スーパーマーケットの外で祈る人々(5月15日)|Matt Rourke / AP Photo

 現地時間の5月14日、米国ニューヨーク州バッファローのスーパーマーケットにて、黒人を狙った銃乱射事件が起こった。容疑者は自ら白人至上主義支持を自認する18歳の白人男性。この事件の背景には、昨今、フォックス・ニュースなどによってメインストリーム化している「置き換え理論(replacement theory)」という主張が存在する。事件の詳細とメインストリーム化する白人至上主義の主張とは。

◆周到な準備を経ての犯行
 事件は土曜日の午後2時半ごろに起こった。容疑者として逮捕されたのは、ニューヨーク州コンクリン在住のペイトン・S・ジェンドロン(Payton S. Gendron)。ジェンドロンは200マイル(約320キロメートル)離れたバッファローまで車を走らせ犯行に及んだ。容疑者は事件現場となったトップス・フレンドリー・マーケット(Tops Friendly Markets)に防護服に身を包んだ姿で現れ、駐車場で発砲を開始。3名を殺害し、1名を負傷させた。その後、容疑者はスーパーマーケットに侵入し、元警官の警備員との撃ち合いとなった。しかし、容疑者はヘルメットを被り、防護服に身を包んでいたため、ダメージを受けることなく攻撃を続けたとされている。また、ジェンドロンはカメラを着用して、犯行の様子をライブストリーミング・サービスのトゥイッチ(Twitch)上で中継していたことが確認されている。同サービスは、映像が今後再生されることがないように最善を尽くしていると発表している。この銃乱射によって10名の死亡が確認された。
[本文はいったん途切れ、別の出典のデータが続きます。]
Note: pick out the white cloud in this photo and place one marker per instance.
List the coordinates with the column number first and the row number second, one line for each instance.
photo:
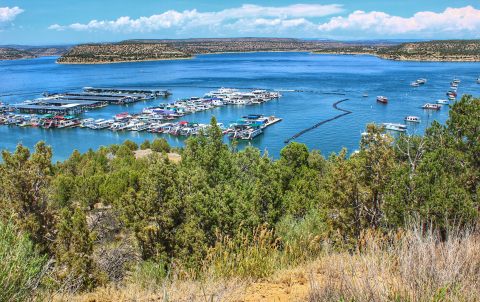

 ジェンドロン容疑者がオンライン上で公開した672ページにわたる声明文によると、容疑者は少なくとも5ヶ月前から準備し、今回の犯行に至ったようだ。メッセージの多くは、アプリケーション「ディスコード(Discord)」上で公開されていた。メッセージによると、黒人が大多数を占める地域かつ自宅から最も近い場所として、ジェンドロンは犯行に及んだスーパーマーケットを第1標的と選んだとしている。容疑者は、ニューヨーク州のほかの2つの場所も、攻撃目標として計画し、犯行ルートおよびタイムラインを準備していたようだ。もしほかの2つの場所での犯行が実施されていれば、少なく見積もって40近い犠牲者が出ただろうと、ガーディアンは推測する。

 容疑者はジップ・コード(Zip Code、郵便番号にあたる数字)に基づき、最も黒人(アフリカ系アメリカ人)が多く居住する地域を割り出したとする。2020年時点の国勢調査によると、今回標的となったスーパーマーケットがあるジップ・コードにおける黒人の割合は78%。ニューヨーク州内において最も高い数字である(CNN)。容疑者は犯行前、3度スーパーマーケットの下見調査を行っていたようだ。